Given a word made up of an arbitrary number of x and y characters, that word can be rotated as follows: For the ith rotation (starting at i = 1), i % length(word) characters are moved from the front of the string to the end. Thus, for the string xyxx, the initial (i = 1) % 4 = 1 character (x) is moved to the end, forming yxxx. On the second rotation, (i = 2) % 4 = 2 characters (yx) are moved to the end, forming xxyx, and so on. […]

Your task is to write a function that takes a string of xs and ys and returns the minimum non-zero number of rotations required to obtain the original string.

This is a rather straightforward problem with a rather straightforward solution.
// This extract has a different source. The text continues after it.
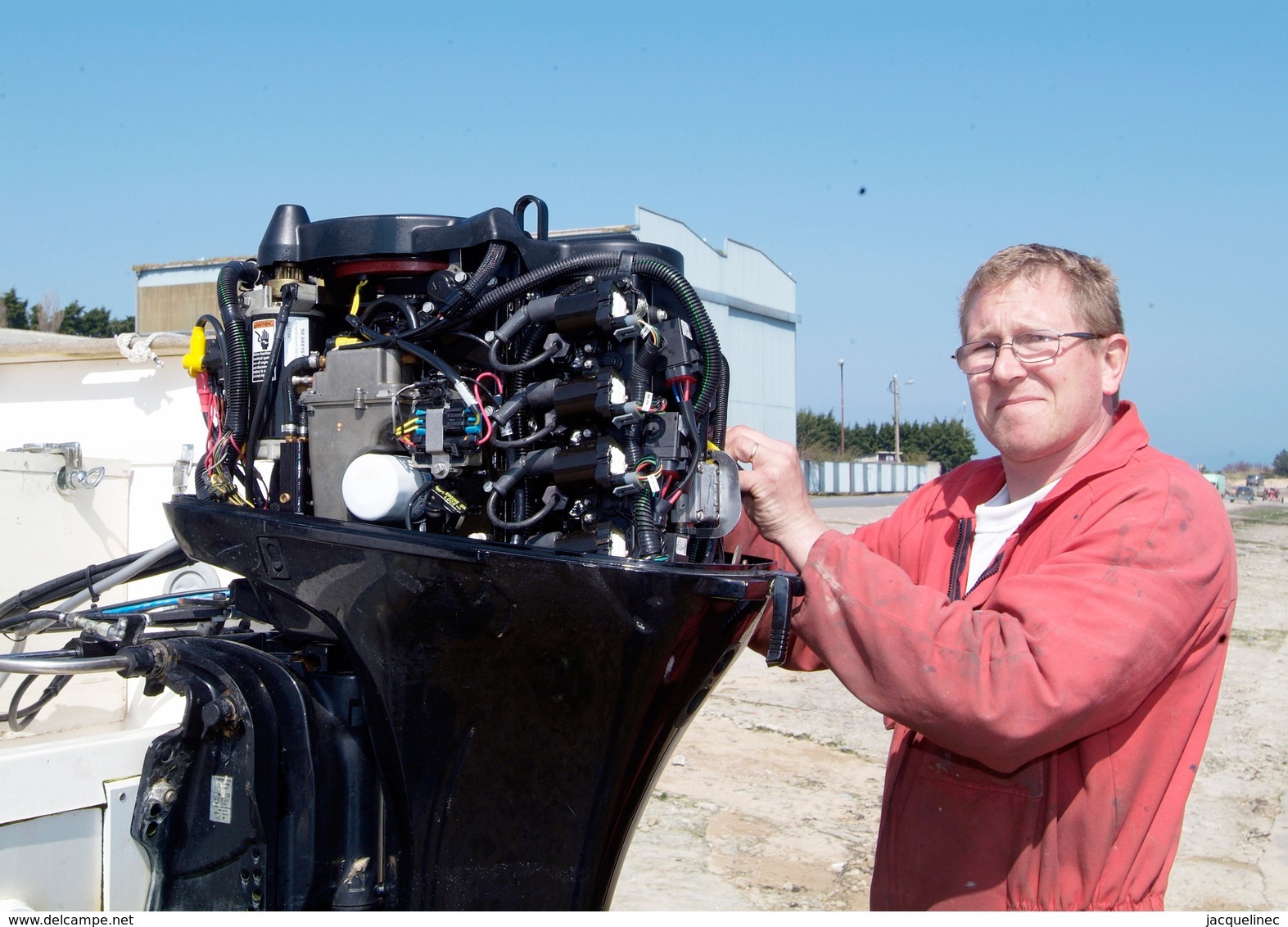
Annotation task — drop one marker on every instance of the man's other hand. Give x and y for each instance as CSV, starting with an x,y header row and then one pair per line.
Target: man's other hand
x,y
773,492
You keep looping and modifying the string until you get back where you started — a repeat-until. But that’s not what I’m going to do. I’m going to solve this problem mathematically.
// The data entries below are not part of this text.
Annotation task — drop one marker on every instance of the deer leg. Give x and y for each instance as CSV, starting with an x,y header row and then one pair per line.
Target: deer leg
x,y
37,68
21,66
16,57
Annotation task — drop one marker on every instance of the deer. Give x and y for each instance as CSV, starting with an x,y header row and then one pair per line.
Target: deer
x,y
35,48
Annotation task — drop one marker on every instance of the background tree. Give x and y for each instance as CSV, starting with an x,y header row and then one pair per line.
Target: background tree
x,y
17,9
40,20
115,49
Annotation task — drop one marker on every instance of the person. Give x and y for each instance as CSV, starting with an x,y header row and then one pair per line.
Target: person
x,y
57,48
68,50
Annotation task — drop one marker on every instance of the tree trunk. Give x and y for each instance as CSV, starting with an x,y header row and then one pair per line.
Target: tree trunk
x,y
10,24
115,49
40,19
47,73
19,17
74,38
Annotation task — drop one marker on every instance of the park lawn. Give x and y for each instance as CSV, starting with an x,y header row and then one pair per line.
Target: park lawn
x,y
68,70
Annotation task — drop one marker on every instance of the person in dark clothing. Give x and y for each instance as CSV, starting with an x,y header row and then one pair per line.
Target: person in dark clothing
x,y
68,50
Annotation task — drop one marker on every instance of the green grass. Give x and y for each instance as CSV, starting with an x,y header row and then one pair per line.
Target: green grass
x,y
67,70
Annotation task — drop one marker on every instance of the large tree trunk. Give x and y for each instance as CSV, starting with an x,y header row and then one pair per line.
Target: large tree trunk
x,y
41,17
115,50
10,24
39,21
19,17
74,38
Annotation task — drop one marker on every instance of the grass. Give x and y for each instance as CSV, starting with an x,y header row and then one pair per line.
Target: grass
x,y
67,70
Suppose the number we’re looking for, i.e. the number of rotations necessary, is \(r\). Considering the fact that whole rotations and no roation are practically the same, by the time we’re done we’ve had made \(\sum\limits_{i=1}^r i = \frac{r(r+1)}{2}\) character transformations. Therefore, it seems that for any string of length \(n\), the number of rotations \(r\) is the smallest positive integer to satisfy \(n \mid \frac{r(r+1)}{2}\) (i.e. “\(n\) divides \(\frac{r(r+1)}{2}\)”). Knowing this, finding \(r\) is much easier.

More precisely, if a string of length \(n\) is the concatenation of \(\frac{n}{p}\) equal strings of length \(p\), it’s enough to rotate the first \(p\)-substring, because the rest of the string doesn’t need to change. So, the smallest \(r\) for \(n\) is the smallest \(r\) for the smallest \(p\).

Here’s an example:

$$xyxyxy \rightarrow yxyxyx \rightarrow yxyxyx \rightarrow xyxyxy$$

And here’s the script:

#!/usr/bin/env raku

say find-r “xyxyxy”;

sub find-r($string) {
	my $p = find-p $string;
	.return when $_ × ($_ + 1) ÷ 2 %% $p for 1..∞
}

sub find-p($string) {
	my $n = chars $string;
	.return when $string.substr(^$_) x $n ÷ $_ eq $string for |(1..$n ÷ 2).grep($n %% *), $n
}

Which gives 3.